Michael G. Smith has a background in environmental engineering, ecology, and sustainable resource management. In 1993, along with Ianto Evans and Linda Smiley, he started the Cob Cottage Company, a research and teaching group focused on reviving and improving traditional forms of earthen construction. He is the author of The Cobber's Companion: How to Build Your Own Earthen Home (Cob Cottage Co., 1998) and co-author of The Art of Natural Building: Design, Construction, Resources (New Society, 2002) and The Hand-Sculpted House: A Practical and Philosophical Guide to Building a Cob Cottage (Chelsea Green, 2002). He teaches practical workshops and provides consultation to owner-builders on a wide variety of natural building techniques, site selection, and design. He lives in an intentional community in Northern California. His informative website is www.strawclaywood.com.
Q: I am building on a hill that is mostly rock and gravel. I am wondering how deep I must dig the trench for my foundation. I'm thinking that I shouldn't have to dig very far since what I'm digging out is rock and gravel.
A: The depth of your trenches depends on several factors. One is that you need to reach very solid, undisturbed subsoil and/or bedrock which will not settle when you put the weight of the building on it. The second is that if you have high water tables during the rainy season, you want to size your trenches to carry away as much water as is likely to get into them. And of course you want to get down below maximum freeze depth to avoid frost heave. It's hard to generalize without knowing more about your site geology and weather, but my initial guess is that 2 feet deep should be plenty. Ask local builders for their input.
Q: I've read a great deal so far about building with cob and remain stumped on one point regarding foundations. I read the foundation should come up several inches above ground before cob is built on top of it, and mostly this foundation is stacked stones. From the exterior I see this looking nice, but from the interior I am confused - if I had an earthen floor, wouldn't my floor butt up against that stone foundation on the interior - and wouldn't the wind and rain blow through those stones in to my house? If I cobbed down on the interior to wall-off that stone foundation, then I am defeating the purpose of the stones in the first place because moisture is going to wick up through that low level of interior cob. Could you please clarify all this for me?
A: There are many possible ways to make a foundation for a cob building. Stone is a common solution, especially in places without strong seismic activity. However, in most cases the stones are joined with mortar, both to increase the strength of the wall and to keep weather and critters from being able to get through. Mortared stone can be an attractive feature on the interior as well as the exterior. Or you could bring your plaster down over the stone to cover it up. This does create a small danger of moisture traveling up through the plaster and into the cob, but not a severe one. If the stone foundation is more than a few inches above floor level, the likelihood of enough water wicking up through the plaster to cause any damage in the cob wall seems very low to me. For a much fuller discussion of foundations and drainage issues as they relate to cob, see my book (with Ianto Evans and Linda Smiley) "The Hand-Sculpted House."
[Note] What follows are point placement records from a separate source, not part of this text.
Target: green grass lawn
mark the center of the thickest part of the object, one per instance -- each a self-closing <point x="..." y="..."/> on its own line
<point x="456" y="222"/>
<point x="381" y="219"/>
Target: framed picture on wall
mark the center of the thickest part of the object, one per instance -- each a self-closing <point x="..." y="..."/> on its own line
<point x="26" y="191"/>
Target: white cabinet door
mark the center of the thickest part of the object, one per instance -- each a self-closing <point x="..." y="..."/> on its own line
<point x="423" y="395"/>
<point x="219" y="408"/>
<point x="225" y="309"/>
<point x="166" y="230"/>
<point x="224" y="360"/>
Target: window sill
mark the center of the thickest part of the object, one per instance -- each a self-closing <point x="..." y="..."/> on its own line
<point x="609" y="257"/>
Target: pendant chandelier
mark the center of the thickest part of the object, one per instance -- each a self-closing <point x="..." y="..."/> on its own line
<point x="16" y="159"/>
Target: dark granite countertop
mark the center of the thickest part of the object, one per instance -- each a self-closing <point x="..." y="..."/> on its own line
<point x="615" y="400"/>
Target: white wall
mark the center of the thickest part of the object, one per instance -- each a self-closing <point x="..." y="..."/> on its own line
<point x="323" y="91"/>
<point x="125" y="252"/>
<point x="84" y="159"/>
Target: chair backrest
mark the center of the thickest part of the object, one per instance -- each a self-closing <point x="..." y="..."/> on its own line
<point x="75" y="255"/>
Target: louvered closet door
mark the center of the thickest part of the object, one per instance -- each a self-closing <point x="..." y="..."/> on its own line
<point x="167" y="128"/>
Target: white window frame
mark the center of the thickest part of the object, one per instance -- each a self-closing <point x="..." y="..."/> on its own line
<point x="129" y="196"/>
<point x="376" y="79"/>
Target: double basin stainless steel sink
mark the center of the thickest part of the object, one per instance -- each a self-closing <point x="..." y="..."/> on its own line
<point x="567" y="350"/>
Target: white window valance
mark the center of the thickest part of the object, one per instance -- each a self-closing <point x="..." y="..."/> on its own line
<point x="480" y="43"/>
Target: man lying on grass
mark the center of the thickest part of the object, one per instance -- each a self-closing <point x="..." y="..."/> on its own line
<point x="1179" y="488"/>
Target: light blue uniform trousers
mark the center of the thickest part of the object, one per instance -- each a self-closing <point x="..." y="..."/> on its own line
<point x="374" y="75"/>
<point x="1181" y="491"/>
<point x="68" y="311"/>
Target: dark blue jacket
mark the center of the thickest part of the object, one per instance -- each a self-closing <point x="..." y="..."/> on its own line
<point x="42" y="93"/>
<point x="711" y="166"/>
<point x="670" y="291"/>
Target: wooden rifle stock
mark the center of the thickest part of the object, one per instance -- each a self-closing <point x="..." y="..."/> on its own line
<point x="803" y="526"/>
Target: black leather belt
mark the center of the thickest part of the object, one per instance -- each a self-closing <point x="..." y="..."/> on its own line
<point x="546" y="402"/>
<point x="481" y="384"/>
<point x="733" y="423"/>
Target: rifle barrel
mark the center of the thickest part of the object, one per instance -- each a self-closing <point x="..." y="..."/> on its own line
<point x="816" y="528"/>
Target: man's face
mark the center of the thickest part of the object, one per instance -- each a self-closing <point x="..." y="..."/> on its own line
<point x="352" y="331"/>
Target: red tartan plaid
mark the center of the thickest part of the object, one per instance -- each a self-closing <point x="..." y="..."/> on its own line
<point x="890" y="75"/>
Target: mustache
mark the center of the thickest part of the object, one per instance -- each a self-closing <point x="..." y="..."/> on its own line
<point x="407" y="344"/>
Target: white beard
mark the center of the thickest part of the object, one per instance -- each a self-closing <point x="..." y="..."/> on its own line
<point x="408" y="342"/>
Q: I am planning to build a cob cottage using a post and beam construction to hold up the roof as I am in a seismic area. However, I am confused as to whether the posts should be buried in the ground adjacent to the foundation or should they be nestled into the foundation itself (I plan to have a rock stemwall and a rubble trench beneath it). In the later case, how do you avoid burying the post in the cob since it shouldn't be more than halfway buried and also how does the post avoid the perforated pipe in the rubble trench? Also, how can one avoid rotting in the post where it contacts the ground - I live in an area with a lot of rainfall.
A: Since writing "The Hand-Sculpted House" I've become much more comfortable with the idea of using cob as infill in conjunction with a load-bearing post-and-beam system. In seismic areas I now think it's a pretty good idea. There are several possible ways to arrange the posts in relation to the cob walls. One of the best options is to leave the posts exposed and visible inside the building and have the cob walls continue around the outside of them. Or the posts could be partially exposed and partly surrounded by cob. In either case, the foundation should be wider at that point to accommodate the post as well as the cob wall. It is generally not advisable to bury a post in the ground or to have structural wood in direct contact with the ground. The next question that this brings up is the nature of your foundation. Under active seismic conditions, dry-stacked or mortared stone may not be advisable. If you are planning to use stone, I would recommend reinforcing it with a concrete-and-steel "bond beam." The concrete can be concealed inside the stone foundation for aesthetic reasons. The posts can be anchored to the foundation by the use of steel tie-downs manufactured for that purpose, which are embedded in the concrete.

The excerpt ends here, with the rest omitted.